The emergency measures could include restrictions on staff movements to prevent talent from leaving Credit Suisse and introducing additional capital requirements for UBS to avoid the need for a taxpayer bailout.

The plans also reportedly include the possibility of FINMA stepping in to take control of Credit Suisse’s assets in the event of a crisis.

UBS, which has been grappling with the challenge posed by negative interest rates in Switzerland, has seen its share price fall by around a quarter this year. Credit Suisse, meanwhile, has been hit by a series of scandals and is in the process of a major restructuring.

If a takeover were to go ahead, it would create a banking giant with a combined market value of around $136bn, making it one of the largest banks in the world.

However, the report notes that a UBS takeover of Credit Suisse is far from certain. Any deal would require regulators’ approval in Switzerland and other countries where the banks operate, as well as shareholders. Moreover, a merger of this scale would be highly complex and involve significant job losses, which would be politically difficult in Switzerland.

In response to the report, a spokesperson for UBS said:

“UBS does not comment on market rumors or speculation”.

A spokesperson for Credit Suisse said:

“We do not comment on market rumors or speculation”.

The potential merger would create a banking giant in a challenging environment for the industry. Banks are grappling with low-interest rates, which limit their profitability, and increased regulatory scrutiny in the wake of the financial crisis. The Covid-19 pandemic has further exacerbated these difficulties, with collapsing oil prices and falling demand for goods and services causing widespread economic disruption.

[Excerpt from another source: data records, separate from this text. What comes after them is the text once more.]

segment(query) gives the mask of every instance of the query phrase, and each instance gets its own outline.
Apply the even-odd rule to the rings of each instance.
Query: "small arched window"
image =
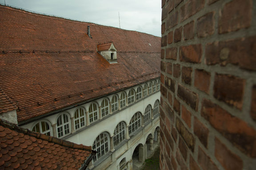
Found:
[[[49,124],[47,122],[42,121],[34,126],[32,129],[32,131],[51,136],[52,135],[51,129]]]
[[[67,114],[64,113],[59,116],[57,120],[57,131],[58,137],[60,138],[70,133],[69,120]]]
[[[138,129],[141,125],[141,116],[139,112],[136,112],[133,115],[129,124],[129,134],[130,135]]]
[[[141,87],[138,87],[136,92],[136,100],[138,100],[142,97],[142,88]]]
[[[124,92],[123,92],[120,97],[120,107],[121,108],[124,107],[126,105],[126,95]]]
[[[159,101],[156,100],[154,104],[154,109],[153,109],[153,116],[156,115],[159,112]]]
[[[85,114],[82,108],[79,108],[75,113],[75,128],[78,129],[85,126]]]
[[[108,114],[109,110],[108,101],[107,99],[104,99],[101,102],[101,116],[102,117]]]
[[[131,89],[128,93],[128,104],[134,102],[134,91]]]
[[[118,109],[118,98],[116,95],[115,95],[112,97],[112,103],[111,108],[112,112],[113,112]]]
[[[125,124],[121,122],[117,124],[115,129],[113,141],[114,145],[116,146],[125,139]]]
[[[90,123],[98,120],[99,111],[97,105],[93,103],[91,104],[89,108],[89,120]]]
[[[145,109],[145,112],[144,113],[144,122],[146,123],[150,119],[150,116],[151,115],[151,106],[148,105]]]
[[[96,161],[109,151],[109,137],[106,133],[102,133],[98,135],[92,145],[92,149],[97,151],[93,158]]]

The Swiss banking sector has faced particular challenges, with negative interest rates squeezing profit margins and the longstanding tradition of banking secrecy coming under pressure from international tax authorities.

The country’s banks have also been hit by several scandals, including tax avoidance schemes and money laundering scandals.

The proposed merger of UBS and Credit Suisse could help the banks to weather these challenges by pooling their resources and sharing their expertise. However, it would also create a huge and complex organization, which would be difficult to manage and could present significant risks to the financial system.

The Swiss government and FINMA will undoubtedly be watching the situation closely and will be working to ensure that the country’s banking sector remains stable and healthy, whatever happens.

The emergency preparedness will allow the acquisition to proceed without the usual “six-week consultation period” with shareholders, according to people familiar with the situation.